A princípio, acho que para tentar encontrar seu caminho nas letras você procura um modelo. E eu elegi quatro ou cinco que significaram muito para mim em meus anos de formação. Mas depois que está formado, então você lê basicamente à procura de coisas tão admiráveis que gostaria de ter feito você mesmo, e não está acima de, quem sabe, roubá-las, se conseguir achar um bom lugar para escondê-las. (…) Os jovens me perguntam sobre como se tornar escritores, mas eles na verdade não leram nada, nem mesmo coisas ruins. Nunca tiveram a experiência da leitura como felicidade. Ora, sem algum conhecimento sobre o que outros escritores fizeram, é muito difícil encontrar seu próprio caminho, eu acho. Suponho que todos sejamos ladrões.

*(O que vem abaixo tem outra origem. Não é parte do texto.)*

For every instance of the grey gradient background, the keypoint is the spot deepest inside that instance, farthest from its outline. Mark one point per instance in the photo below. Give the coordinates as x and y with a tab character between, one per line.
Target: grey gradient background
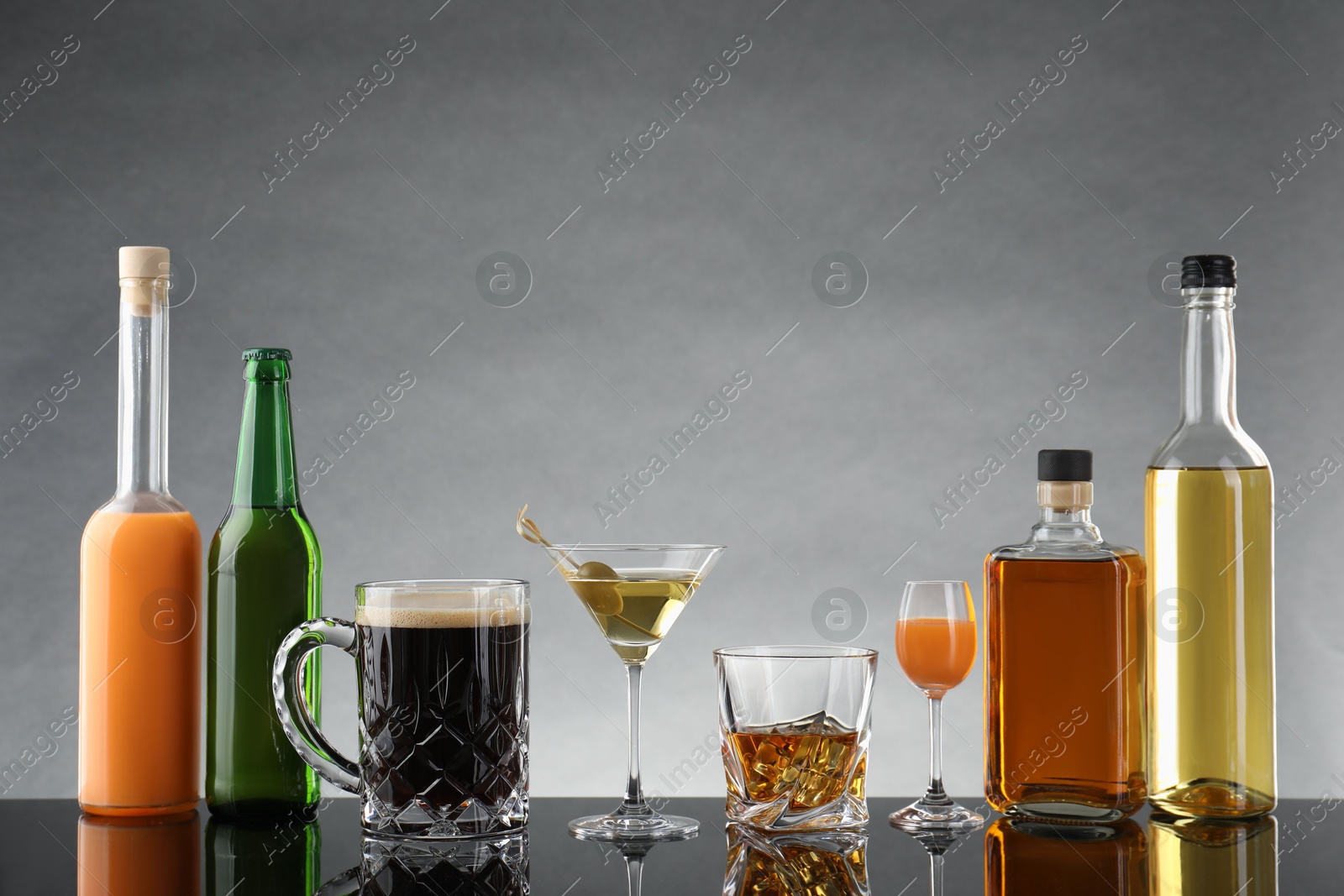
1028	266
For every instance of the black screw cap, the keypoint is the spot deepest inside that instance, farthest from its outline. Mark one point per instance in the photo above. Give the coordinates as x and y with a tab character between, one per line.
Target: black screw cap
1207	270
1063	465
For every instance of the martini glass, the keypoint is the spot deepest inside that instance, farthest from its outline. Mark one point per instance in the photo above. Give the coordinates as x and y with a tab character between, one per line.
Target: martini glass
635	594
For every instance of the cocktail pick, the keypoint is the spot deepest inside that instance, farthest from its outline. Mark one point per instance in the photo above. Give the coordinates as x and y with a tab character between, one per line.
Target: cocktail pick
600	595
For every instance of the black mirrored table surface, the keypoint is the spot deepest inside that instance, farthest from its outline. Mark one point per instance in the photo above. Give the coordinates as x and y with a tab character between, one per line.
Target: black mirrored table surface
49	848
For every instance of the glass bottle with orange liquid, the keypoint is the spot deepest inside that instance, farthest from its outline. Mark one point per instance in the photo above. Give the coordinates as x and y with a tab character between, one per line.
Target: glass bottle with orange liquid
1065	661
140	587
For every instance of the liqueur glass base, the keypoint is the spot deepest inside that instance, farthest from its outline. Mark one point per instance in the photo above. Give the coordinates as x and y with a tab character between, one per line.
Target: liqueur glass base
648	828
922	815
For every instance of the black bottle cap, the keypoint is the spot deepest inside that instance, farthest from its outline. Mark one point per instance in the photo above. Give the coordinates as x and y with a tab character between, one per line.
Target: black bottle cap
1207	270
268	355
1063	465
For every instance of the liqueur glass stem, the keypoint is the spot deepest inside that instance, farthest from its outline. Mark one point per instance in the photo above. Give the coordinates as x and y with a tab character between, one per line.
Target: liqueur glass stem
936	794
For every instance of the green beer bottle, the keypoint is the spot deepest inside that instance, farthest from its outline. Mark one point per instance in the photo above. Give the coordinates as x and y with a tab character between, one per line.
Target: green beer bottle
265	578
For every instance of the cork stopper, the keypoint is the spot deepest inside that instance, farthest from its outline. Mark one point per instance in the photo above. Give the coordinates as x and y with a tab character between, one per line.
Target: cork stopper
1063	495
143	271
141	261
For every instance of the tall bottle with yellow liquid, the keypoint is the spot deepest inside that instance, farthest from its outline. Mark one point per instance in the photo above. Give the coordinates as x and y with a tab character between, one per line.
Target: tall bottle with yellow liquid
140	587
1210	537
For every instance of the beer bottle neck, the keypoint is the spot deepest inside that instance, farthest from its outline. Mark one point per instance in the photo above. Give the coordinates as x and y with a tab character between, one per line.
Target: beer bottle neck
265	474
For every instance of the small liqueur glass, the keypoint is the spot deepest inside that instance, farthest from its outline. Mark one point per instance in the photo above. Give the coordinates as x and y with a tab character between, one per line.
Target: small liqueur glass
936	644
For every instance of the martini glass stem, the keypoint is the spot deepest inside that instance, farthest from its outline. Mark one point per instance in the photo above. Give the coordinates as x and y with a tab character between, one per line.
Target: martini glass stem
633	804
936	794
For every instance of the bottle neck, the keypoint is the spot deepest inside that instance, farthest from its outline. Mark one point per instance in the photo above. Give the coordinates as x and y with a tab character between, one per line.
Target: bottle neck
143	387
1065	513
1209	359
265	476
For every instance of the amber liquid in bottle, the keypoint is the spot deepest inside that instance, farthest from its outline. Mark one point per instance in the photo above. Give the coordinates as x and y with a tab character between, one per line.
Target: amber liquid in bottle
1065	669
1027	857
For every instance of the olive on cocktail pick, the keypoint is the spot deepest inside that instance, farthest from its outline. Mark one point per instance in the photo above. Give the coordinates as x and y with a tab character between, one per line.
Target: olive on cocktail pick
595	582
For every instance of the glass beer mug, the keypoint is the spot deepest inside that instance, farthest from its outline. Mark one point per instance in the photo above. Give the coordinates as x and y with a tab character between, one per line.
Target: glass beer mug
444	712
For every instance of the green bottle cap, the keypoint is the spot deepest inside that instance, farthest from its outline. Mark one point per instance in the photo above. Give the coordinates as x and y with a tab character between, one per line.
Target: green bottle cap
268	355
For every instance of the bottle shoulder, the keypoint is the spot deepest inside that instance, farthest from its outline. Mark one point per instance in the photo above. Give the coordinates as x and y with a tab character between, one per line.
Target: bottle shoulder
1209	445
1077	551
144	503
259	526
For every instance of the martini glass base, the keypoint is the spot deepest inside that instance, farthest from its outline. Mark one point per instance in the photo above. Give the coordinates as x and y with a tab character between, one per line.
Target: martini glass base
649	829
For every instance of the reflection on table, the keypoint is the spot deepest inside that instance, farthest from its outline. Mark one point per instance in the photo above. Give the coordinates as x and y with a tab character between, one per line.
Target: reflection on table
1025	856
1213	859
822	864
262	859
140	856
483	867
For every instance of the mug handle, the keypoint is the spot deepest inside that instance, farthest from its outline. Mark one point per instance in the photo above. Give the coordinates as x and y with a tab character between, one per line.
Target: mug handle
295	715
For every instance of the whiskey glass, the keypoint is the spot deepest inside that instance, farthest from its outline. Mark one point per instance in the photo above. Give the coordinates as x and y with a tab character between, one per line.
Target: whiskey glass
795	726
936	645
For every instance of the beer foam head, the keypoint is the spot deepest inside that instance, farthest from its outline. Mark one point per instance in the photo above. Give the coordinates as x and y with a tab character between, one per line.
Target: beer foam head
440	610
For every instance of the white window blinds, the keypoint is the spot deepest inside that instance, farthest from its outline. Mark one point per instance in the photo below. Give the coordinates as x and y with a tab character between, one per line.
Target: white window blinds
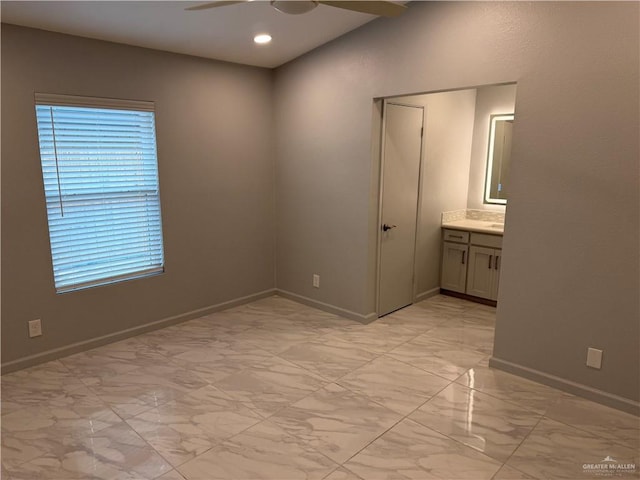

Nesta entrevista até agora inédita (em inglês, acesso gratuito), concedida a Lila Azam Zanganeh em 2006, John Updike fala com a sabedoria habitual sobre seu processo criativo, as relações entre arte e política e a diferença entre jornalismo e literatura, duas áreas em que foi igualmente prolífico. Mas fala sobretudo, por insistência da entrevistadora, de sua admiração por Vladimir Nabokov, que idiossincraticamente considera um escritor devotado à felicidade e ao prazer de viver. Quando Updike fala, a gente faz silêncio e ouve:
Escrever é tentar ao máximo fazer duas coisas, segundo meu modo de ver. Uma é entreter. Qualquer página de boa prosa tem algo da qualidade de um poema. É interessante em si mesma, ainda que você não saiba bem o que está lendo ou não conheça a história. Tem uma espécie de dinamismo abstrato. Mas a escrita é também um meio de dar ao leitor imagens, história, e nesse sentido ela deve ser mais ou menos invisível. Acho que sou um pouco mais invisível que Nabokov. Mas a beleza, a comédia e, frequentemente, a pungência de sua prosa são coisas que eu fico feliz de imitar, quando sou capaz.
9 Comentários
Discordo um pouco de Updike no quesito ladrão. De resto, sinceramente, fui e sou um pouco como a imagem que ele pinta de um escritor, ou pseudo escritor não publicado, no que tange às influências, a tal da “angústia da influência, de Bloon, se não estou enganado.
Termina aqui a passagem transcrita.